Question

A circular circuit of radius 30 cm is built to rotate about a

pair of insulating posts. The circuit consists of a 100 volt

battery, two 25 kW resistors in parallel and one 75 kW

resistor in series. The circuit is exposed to an external uniform magnetic field

of magnitude 0.75 Tesla and directed 20 degrees from the

normal vector of the circuit and the axis of rotation.

Calculate the total torque (magnitude and direction) on the

circuit

Calculate the component of the torque on the circuit

(magnitude and direction) at point A (exactly ¼ of the way

around the loop)

Calculate the component of the torque on the circuit

(magnitude and direction) at point B (exactly 7/8 of the way

around the loop)

Answer 1

The torque is given by,

T = IA x B....(i) , where,

T = torque , I = current, A = area of cross-section, B = magnetic field and "x" denotes the cross-product.

Thus applying formula of cross-product, we have,

T = BIA sin (θ)....(ii), where θ = angle between normal vector and axis of rotation

Given data :

Radius = r = 30 cm = 0.3 m

Voltage = V_o = 100 V

Total power = P = (2 * 25) + 75 = 125 kW

Thus, effective resistance = R_eff = (V_o² / P) = (100² / 125 * 10³) Ω = 0.08 Ω

Thus, by Ohm's law effective current = I = V_o / R_eff = 100/0.08 = 1250 A

Magnetic field = B = 0.75 Tesla

Angle between normal vector and axis of rotation = θ = 20 degrees

Thus, from (ii), total torque

T_total = 0.75 * 1250 * (3.14 * 0.3²) * sin(20 degrees)

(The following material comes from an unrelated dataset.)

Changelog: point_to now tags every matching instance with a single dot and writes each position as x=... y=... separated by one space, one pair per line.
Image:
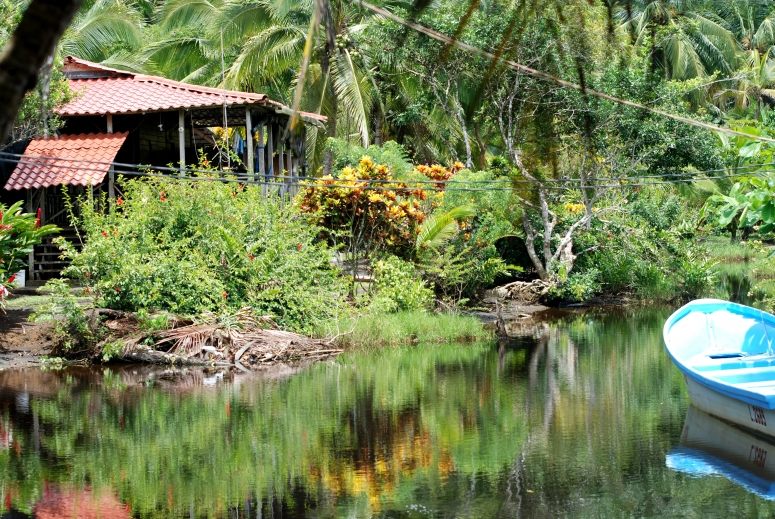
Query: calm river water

Or, T_total = 90.614 N-m (approx)

Thus, total torque on the circuit is approximately 90.614 N-m, directed vertically upward along the magnetic field, at 20 degrees with the normal plane of paper.

Exactly at (1/4)th the way around the loop, the value of angle between normal vector and axis of rotation = θ_1/4 = (20 + 90) degrees, since a circular angle is 360 degrees.

Thus, θ_1/4 = 110 degrees

Thus, torque = T_1/4 = 0.75 * 1250 * (3.14 * 0.3²) * sin(110 degrees) = 248.959 N-m (approx)

Thus assuming anti-clockwise rotation at (1/4)th the way around the loop, torque is approximately 248.959 N-m, directed along the magnetic field at 110 degrees with the normal plane of paper.

At (7/8)th the way around the loop, the value of angle between normal vector and axis of rotation = θ_7/8 = (20 + [90*0.5*7]) degrees

Or, θ_7/8 = 335 degrees

Thus, torque = T_7/8 = 0.75 * 1250 * (3.14 * 0.3²) * sin(335 degrees) = -111.967 N-m (approx)

Thus assuming anti-clockwise rotation at (7/8)th the way around the loop, torque is approximately -111.967 N-m, directed along the magnetic field at (360-335) = 25 degrees with the normal plane of paper.